The talk is part of the Library's Invisible Histories series, and follows an inspiring talk by the F-Word music editor Cazz Blase on women's motivations for publishing magazines and fanzines, from punk and post-punk era zines such as City Fun to the Riot Grrrl scene. Cazz's talk included an intriguing reference to Moss Side Community Press Women's Co-op, which was active in the 1970s  (find out more about the history of radical and community printing collectives and co-operatives on this fascinating website).

More information about my talk:

Woman's Outlook – a surprisingly modern magazine? 

For nearly five decades, Woman’s Outlook was the voice of the Co-operative Women’s Guild, the campaigning organisation which worked to raise the status of women both in the co-operative movement and in society, and its onetime editor Mary Stott later became a longstanding editor of the Guardian women’s pages.

From its origins in Manchester in 1919, Outlook provided an enticing mixture of articles addressing both the personal and the political, combining fashion, fiction, features and recipes with advice for working women – in many ways, not dissimilar to the content of women’s magazines today!

Woman’s Outlook: a surprisingly modern magazine?’ will explore some of the key issues addressed in Outlook, and look at how the magazine encouraged women to get involved in campaigning for a better world.

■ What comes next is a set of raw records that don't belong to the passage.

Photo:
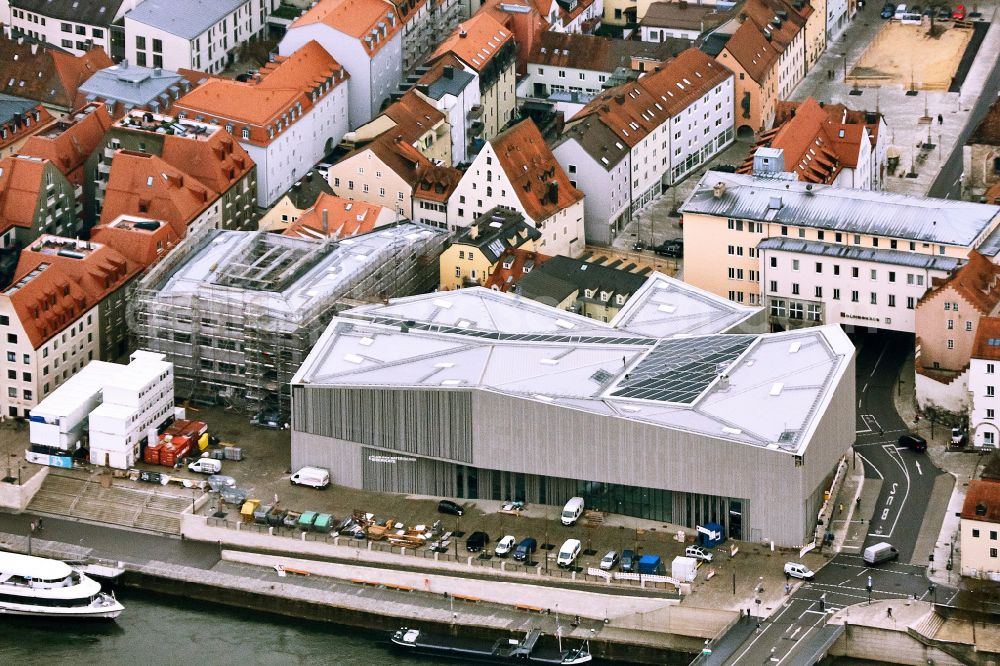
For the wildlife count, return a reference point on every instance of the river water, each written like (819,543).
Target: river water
(156,630)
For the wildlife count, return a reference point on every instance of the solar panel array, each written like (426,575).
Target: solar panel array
(678,370)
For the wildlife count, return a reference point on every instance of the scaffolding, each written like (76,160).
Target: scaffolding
(238,312)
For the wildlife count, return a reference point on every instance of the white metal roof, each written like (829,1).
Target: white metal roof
(746,197)
(518,348)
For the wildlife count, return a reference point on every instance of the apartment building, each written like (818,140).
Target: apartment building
(35,199)
(65,308)
(767,55)
(983,397)
(477,250)
(742,234)
(74,26)
(365,38)
(47,75)
(634,140)
(827,144)
(517,170)
(111,407)
(454,90)
(127,87)
(127,173)
(19,120)
(980,530)
(287,118)
(487,48)
(190,34)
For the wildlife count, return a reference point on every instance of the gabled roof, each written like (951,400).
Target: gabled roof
(987,343)
(145,185)
(984,496)
(44,73)
(978,282)
(91,12)
(51,288)
(631,111)
(590,52)
(475,41)
(21,117)
(511,266)
(71,140)
(333,216)
(373,22)
(260,104)
(21,184)
(538,180)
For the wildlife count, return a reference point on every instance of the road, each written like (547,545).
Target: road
(947,185)
(798,633)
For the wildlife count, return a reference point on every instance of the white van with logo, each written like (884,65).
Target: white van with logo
(572,511)
(316,477)
(568,553)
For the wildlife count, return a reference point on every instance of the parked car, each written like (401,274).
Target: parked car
(568,553)
(525,549)
(698,553)
(449,507)
(798,570)
(911,441)
(609,561)
(629,561)
(477,541)
(505,546)
(671,248)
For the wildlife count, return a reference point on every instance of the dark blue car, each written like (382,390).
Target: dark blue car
(525,549)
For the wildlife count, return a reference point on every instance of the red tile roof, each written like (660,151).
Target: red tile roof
(539,182)
(505,279)
(39,119)
(71,140)
(984,496)
(51,290)
(475,41)
(343,218)
(45,73)
(20,189)
(373,22)
(262,103)
(987,342)
(145,185)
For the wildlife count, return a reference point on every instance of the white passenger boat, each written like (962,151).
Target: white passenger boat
(50,588)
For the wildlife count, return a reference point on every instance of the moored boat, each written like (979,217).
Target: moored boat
(38,586)
(502,651)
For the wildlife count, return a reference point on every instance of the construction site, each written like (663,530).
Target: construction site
(237,312)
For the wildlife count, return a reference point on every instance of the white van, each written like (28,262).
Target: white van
(572,511)
(317,477)
(206,466)
(568,553)
(879,553)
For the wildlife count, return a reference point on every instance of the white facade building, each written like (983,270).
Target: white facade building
(72,25)
(365,37)
(517,170)
(807,283)
(120,405)
(191,34)
(632,141)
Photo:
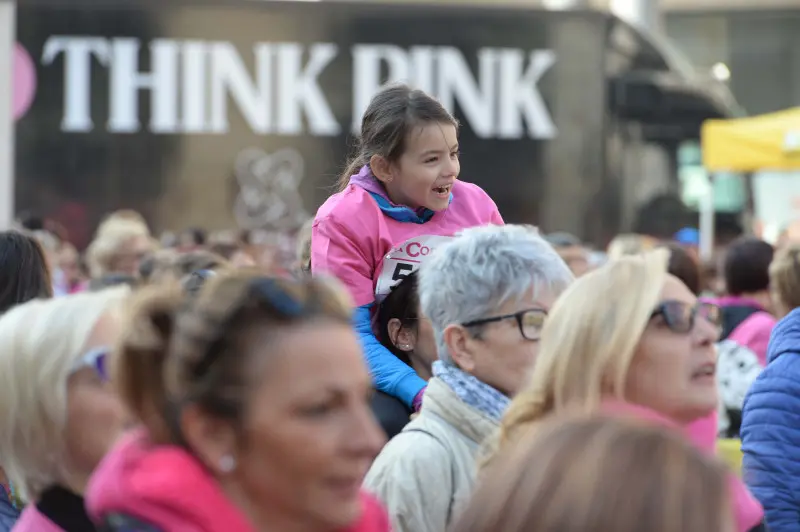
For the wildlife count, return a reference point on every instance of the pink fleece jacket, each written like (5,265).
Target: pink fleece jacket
(167,487)
(749,512)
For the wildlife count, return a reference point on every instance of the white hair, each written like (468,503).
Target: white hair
(40,343)
(482,269)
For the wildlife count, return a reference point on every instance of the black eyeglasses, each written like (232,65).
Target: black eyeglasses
(680,316)
(530,322)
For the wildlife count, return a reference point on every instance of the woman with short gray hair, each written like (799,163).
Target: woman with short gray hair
(486,294)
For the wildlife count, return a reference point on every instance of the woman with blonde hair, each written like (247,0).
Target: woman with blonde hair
(565,477)
(628,338)
(58,413)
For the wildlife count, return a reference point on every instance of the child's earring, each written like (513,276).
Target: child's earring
(227,464)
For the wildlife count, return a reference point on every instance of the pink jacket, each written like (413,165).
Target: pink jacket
(32,520)
(168,488)
(749,512)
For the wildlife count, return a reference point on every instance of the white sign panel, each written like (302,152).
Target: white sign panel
(405,259)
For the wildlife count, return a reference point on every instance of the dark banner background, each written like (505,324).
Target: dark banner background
(180,180)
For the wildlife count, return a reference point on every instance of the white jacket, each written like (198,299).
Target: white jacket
(425,474)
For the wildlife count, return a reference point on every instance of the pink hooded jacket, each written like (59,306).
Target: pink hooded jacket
(749,512)
(166,487)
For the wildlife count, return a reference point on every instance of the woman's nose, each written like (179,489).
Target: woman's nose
(706,332)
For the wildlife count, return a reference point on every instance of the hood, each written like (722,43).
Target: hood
(364,179)
(168,488)
(785,336)
(163,485)
(747,509)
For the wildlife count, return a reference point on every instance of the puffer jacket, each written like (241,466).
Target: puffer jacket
(771,429)
(425,474)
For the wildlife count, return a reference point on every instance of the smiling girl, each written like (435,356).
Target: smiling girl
(398,199)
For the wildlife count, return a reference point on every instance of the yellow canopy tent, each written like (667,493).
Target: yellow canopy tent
(765,142)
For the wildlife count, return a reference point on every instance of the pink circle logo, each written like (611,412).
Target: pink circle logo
(24,82)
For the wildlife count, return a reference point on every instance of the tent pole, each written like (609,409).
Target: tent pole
(7,40)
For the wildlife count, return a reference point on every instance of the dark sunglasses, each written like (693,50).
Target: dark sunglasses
(529,321)
(680,317)
(96,359)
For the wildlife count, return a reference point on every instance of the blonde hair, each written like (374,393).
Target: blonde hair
(784,276)
(630,244)
(589,340)
(40,342)
(110,238)
(600,474)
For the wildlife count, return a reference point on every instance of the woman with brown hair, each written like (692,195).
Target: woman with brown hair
(600,475)
(252,397)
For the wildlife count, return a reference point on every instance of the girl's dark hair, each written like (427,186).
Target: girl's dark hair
(391,115)
(401,303)
(24,272)
(683,266)
(747,266)
(179,350)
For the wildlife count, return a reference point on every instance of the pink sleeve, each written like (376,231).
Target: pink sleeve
(335,252)
(496,219)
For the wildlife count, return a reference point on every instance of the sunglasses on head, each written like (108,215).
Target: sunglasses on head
(96,360)
(680,316)
(263,290)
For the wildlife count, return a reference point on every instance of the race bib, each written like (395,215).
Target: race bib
(403,260)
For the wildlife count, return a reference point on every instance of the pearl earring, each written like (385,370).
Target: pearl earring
(227,463)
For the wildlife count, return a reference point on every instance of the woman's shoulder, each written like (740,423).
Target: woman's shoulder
(470,197)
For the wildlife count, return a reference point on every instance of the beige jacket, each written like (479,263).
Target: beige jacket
(425,474)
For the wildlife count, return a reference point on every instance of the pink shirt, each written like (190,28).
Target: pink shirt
(351,236)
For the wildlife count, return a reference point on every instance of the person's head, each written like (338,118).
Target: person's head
(683,265)
(192,238)
(263,381)
(626,331)
(784,279)
(410,143)
(746,268)
(234,253)
(24,271)
(629,244)
(58,413)
(600,474)
(119,247)
(487,294)
(572,251)
(403,330)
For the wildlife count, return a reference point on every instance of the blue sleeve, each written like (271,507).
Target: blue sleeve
(770,435)
(389,373)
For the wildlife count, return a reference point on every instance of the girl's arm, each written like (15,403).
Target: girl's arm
(335,252)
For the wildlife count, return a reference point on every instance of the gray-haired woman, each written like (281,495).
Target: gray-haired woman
(487,294)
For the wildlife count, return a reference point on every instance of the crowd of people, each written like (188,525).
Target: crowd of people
(417,366)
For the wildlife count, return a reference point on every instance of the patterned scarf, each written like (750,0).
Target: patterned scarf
(469,389)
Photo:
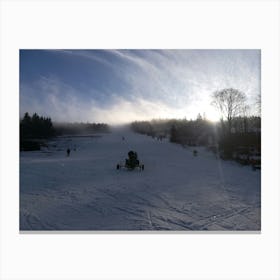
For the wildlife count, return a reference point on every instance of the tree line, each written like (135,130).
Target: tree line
(35,129)
(237,130)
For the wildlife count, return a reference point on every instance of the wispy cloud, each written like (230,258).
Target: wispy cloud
(140,84)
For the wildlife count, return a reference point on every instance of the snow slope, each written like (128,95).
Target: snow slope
(176,191)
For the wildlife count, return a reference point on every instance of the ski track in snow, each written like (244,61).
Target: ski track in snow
(176,191)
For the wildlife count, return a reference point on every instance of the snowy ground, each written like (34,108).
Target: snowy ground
(176,191)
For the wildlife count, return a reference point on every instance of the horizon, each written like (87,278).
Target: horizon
(122,86)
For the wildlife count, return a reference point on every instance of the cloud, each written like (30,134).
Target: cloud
(154,84)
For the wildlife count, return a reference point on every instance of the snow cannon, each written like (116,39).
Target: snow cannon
(132,162)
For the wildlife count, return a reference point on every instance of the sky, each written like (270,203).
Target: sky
(120,86)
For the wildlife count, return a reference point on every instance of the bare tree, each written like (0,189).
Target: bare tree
(258,103)
(229,102)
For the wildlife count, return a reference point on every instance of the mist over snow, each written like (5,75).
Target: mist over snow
(117,86)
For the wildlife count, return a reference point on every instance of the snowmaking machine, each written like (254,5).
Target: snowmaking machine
(131,162)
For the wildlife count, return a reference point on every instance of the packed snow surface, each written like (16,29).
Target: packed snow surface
(176,191)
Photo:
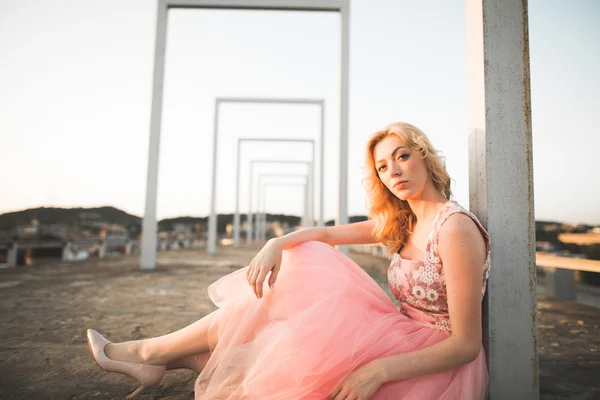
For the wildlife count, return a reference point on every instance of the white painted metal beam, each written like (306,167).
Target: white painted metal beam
(148,259)
(284,5)
(250,197)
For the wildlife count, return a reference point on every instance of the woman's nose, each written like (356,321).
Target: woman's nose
(395,169)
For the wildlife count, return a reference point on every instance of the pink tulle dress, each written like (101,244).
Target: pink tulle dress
(325,318)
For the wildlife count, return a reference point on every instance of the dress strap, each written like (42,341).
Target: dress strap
(432,254)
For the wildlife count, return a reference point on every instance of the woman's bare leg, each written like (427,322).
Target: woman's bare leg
(195,339)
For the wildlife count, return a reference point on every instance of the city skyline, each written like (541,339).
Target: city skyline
(75,104)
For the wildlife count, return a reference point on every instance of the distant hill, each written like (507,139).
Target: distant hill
(68,216)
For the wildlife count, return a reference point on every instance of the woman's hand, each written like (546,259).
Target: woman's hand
(267,259)
(361,384)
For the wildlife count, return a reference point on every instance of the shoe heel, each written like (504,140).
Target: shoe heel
(135,392)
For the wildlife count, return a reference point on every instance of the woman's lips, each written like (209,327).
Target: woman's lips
(400,184)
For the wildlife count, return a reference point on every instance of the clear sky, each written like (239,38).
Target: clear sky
(76,83)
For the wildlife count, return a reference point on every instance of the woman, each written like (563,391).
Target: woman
(322,328)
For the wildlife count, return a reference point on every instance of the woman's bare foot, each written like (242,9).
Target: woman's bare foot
(195,362)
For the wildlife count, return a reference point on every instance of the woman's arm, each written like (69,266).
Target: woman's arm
(269,257)
(356,233)
(463,252)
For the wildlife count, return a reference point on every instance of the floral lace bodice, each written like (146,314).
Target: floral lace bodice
(420,286)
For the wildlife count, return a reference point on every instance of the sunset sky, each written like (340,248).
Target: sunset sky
(76,82)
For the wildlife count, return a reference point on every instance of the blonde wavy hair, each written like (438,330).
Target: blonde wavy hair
(393,217)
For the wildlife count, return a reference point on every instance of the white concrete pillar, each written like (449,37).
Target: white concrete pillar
(501,188)
(128,247)
(13,255)
(342,212)
(212,219)
(149,225)
(67,251)
(102,251)
(250,231)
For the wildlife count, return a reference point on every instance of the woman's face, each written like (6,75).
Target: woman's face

Topics covered by Outlook such as women's representation in parliament, equal pay and healthy eating remain highly relevant today, and the talk will end by considering whether the type of content provided by 21st century women’s lifestyle magazines has really changed much since the days of Outlook.

Sunday, 19 May 2013

Swandown DVD review

I was recently asked by the Cornerhouse if I would be interested in reviewing the DVD release of Swandown, which was one of my favourite films of last year (it premiered at the Cornerhouse as part of Abandon Normal Devices festival). As a big fan of both canals and director Andrew Kötting, I was happy to take up the chance to watch the film again.

Swandown review

In autumn 2011, writer Iain Sinclair and film-maker Andrew Kötting set off on a 160 mile voyage from the seaside town of Hastings, East Sussex, to inner-city Hackney in east London, site of the 2012 Olympics. Neither are strangers to the ripe themes of English coastal towns or epic journeys: Kötting previously directed the experimental coastal travelogue Gallivant, whilst Sinclair, who resides partly in Hackney, partly in St Leonards-on-Sea (next to Hastings), is perhaps best known for his book London Orbital, a pyschogeographic exploration of London's M25 motorway. What made the journey remarkable was that it was made by the two men in a cartoonishly oversized craft, a swan pedalo named Edith in honour of poet Edith Sitwell, liberated from Hastings' seashore-facing 'Swan Lake' in the name of 'releasing a trapped soul of the sea'. The resulting film, Swandown, is a dreamlike, fragmentary evocation of their unlikely, ambitious journey and the two men's friendship, as seen from 'silly little canals and creeks and horrible English muddy places' (Sinclair) in the closing light of an Indian summer.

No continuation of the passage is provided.